Concours Liszt de Budapest, Concours de Genève, Concours Arthur Rubinstein… Entre 16 et 18 ans, l’Albertain Kevin Chen a déjà remporté les premiers prix de ces compétitions internationales sans compter les mentions positives de plusieurs autres. À l’évidence surdoué, cet instrumentiste vient à peine d’avoir franchi le cap de l’âge adulte, et on le présente au public mélomane toujours désireux de découvrir un virtuose émergent dans le contexte d’un récital.
Trop tôt, pourrions-nous conclure au sortir de cette performance plutôt sèche, présentée dimanche par Pro Musica à la Salle Pierre-Mercure. Mais à bien y penser…. si Kevin Chen a remporté ces concours prestigieux, ce n’est sûrement pas pour ses seules compétences techniques. La musicalité doit aussi faire corps, l’émotion, la grâce, enfin toutes les caractéristiques qui distinguent les grands musiciens des meilleurs techniciens.
Or, dimanche, le jeune homme n’a pas connu son meilleur après-midi, c’est-à-dire un moment de grâce où toutes les valeurs de la grande musique sont réunies. Doit-on en déduire qu’il est est toujours de même de son côté ?
D’un point de vue strictement technique, les ivoires sont parfaitement maîtrisés, main gauche et main droite font ce qu’elles ont à faire dans ce programme. L’articulation est très solide, le jeu de pédale est intéressant, la sonorité est ample. Le problème de cette exécution dominicale, en fait, relève du style, de la volupté, voire de la personnalité pianistique.
Encore là, on ne peut être péremptoire sur cette question car un musicien de cet âge n’a probablement pas encore acquis la constance de ses aînés. On présume néanmoins qu’il puisse être parfois habité par les grands esprits de la musique et … comme c’était le cas dimanche, il arrive que la pression, la fatigue et autres soucis de la vie puissent faire barrage à leur harnachement sur l’interprète.

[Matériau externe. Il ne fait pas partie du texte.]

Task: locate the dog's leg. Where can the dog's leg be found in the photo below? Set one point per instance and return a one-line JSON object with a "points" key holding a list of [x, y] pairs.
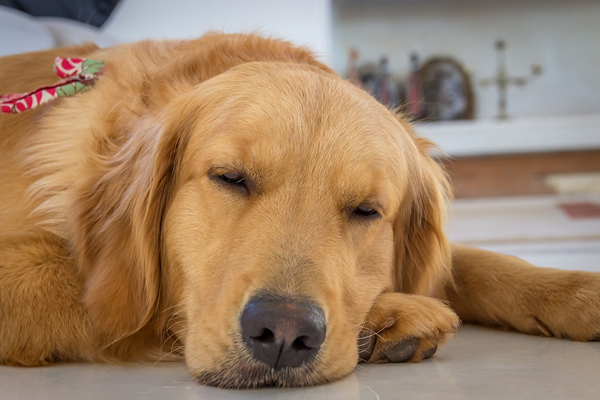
{"points": [[41, 318], [505, 291], [402, 327]]}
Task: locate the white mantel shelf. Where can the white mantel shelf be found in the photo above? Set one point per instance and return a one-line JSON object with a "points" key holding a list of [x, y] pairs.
{"points": [[514, 136]]}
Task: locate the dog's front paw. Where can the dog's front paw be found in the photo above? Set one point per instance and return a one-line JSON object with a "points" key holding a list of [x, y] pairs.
{"points": [[402, 327]]}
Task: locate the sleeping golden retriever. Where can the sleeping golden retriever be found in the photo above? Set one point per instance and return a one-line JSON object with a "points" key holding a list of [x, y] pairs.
{"points": [[230, 200]]}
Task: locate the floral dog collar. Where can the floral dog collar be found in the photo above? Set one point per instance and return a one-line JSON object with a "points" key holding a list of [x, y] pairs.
{"points": [[77, 75]]}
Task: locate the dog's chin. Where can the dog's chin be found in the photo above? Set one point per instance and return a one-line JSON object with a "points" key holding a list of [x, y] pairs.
{"points": [[246, 373]]}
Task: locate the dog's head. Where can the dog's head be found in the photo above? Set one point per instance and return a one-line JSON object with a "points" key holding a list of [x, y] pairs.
{"points": [[259, 215]]}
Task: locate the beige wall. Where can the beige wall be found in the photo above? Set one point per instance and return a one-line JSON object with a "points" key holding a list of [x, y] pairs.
{"points": [[564, 35]]}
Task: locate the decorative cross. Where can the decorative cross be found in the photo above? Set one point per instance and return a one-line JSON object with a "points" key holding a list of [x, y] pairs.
{"points": [[502, 80]]}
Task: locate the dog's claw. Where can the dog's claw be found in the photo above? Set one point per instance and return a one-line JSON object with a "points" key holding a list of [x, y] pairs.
{"points": [[402, 351], [366, 345], [429, 352]]}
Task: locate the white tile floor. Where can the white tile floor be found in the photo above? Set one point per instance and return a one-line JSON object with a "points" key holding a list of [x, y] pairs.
{"points": [[478, 364]]}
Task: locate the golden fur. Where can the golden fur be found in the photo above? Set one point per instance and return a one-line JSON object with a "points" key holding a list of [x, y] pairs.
{"points": [[118, 243]]}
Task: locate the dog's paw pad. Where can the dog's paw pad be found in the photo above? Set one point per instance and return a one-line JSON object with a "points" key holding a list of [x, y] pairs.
{"points": [[402, 351]]}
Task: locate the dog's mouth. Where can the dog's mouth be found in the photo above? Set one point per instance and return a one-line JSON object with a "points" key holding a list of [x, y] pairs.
{"points": [[246, 373]]}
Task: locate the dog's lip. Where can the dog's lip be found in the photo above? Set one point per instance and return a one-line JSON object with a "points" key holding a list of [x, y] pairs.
{"points": [[245, 373]]}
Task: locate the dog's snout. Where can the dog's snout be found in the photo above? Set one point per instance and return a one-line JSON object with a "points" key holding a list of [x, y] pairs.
{"points": [[283, 333]]}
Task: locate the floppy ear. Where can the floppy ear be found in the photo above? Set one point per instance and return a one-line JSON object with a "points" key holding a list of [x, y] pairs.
{"points": [[422, 253], [118, 216]]}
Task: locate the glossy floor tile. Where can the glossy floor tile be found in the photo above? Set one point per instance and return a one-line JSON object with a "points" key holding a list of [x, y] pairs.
{"points": [[477, 364]]}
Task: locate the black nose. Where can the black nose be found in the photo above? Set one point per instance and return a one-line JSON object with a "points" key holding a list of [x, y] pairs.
{"points": [[283, 333]]}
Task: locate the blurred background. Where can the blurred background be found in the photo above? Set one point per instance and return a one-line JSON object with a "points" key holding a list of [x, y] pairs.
{"points": [[508, 89]]}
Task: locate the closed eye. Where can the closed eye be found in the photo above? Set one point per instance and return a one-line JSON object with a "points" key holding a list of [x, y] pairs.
{"points": [[365, 211], [233, 179]]}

À ce stade précoce d’une carrière qui pourrait s’avérer remarquable, Kevin Chen n’est pas à l’abri de ces irritants le limitant à une interprétation clinique, quoique techniquement remarquable pour quiconque a rarement accès à un tel niveau d’exécution. Quoique… j’ai entendu plusieurs doutes s’exprimer, et ces doutes ne provenaient pas de la critique patentée.
La 28e des 32 sonates pour piano de Beethoven, il faut dire, n’est pas une mince affaire à réussir en début de carrière, mais on imagine qu’il l’a déjà fait auparavant puisque c’était un gros morceau de ce programme. Risque calculé ? Quant à la Fantaisie en fa dièse mineur, op.28 de Felix Mendelssohn, on l’a senti plus fluide mais pas vraiment du côté de la magie et de la transcendance. Pour conclure la première partie, la version pour piano seul de La Valse de Ravel, un parcours ternaire certes influencé par le jazz des années 20, à commencer par celui de George Gershwin et du piano stride alors en vogue à New York, est jouée avec une précision… abrupte. Comme si l’émotion expl par une forme de violence pianistique…
La deuxième partie était consacrée à Franz Liszt, qui fut lui-même un virtuose pianistique et qui fait partie du parcours obligatoire de tout pianiste de concert en devenir. Il jouera trois sonnets des Années de pèlerinage, tirés de la 2e année du cycle, soit les no 47, 104 et 123. Et il conclut par Réminiscences de Norma, S.394, également de Liszt. Au rappel, il jouera Liederkreis, Op. 39: XII. Frühlingsnacht, de Robert Schumann, sur un arrangement de Liszt.
En somme, on a bien vu l’immense talent de Kevin Chen et on n’a pas encore vu l’immense musicien qu’il pourrait devenir, ce qui n’est pas chose faite. La haute virtuosité en musique classique est de plus en plus remarquable en ce bas monde, jamais n’avons eu droit à autant de musiciens ayant atteint un tel niveau mais… la vie doit faire son œuvre et le défi des meilleurs comme Kevin Chen repose sur la quête du style et de la personnalité. Parions qu’il sera déjà différent et meilleur à son prochain récital, bien sûr s’il est conscient de ces enjeux et que son entourage les saisisse également.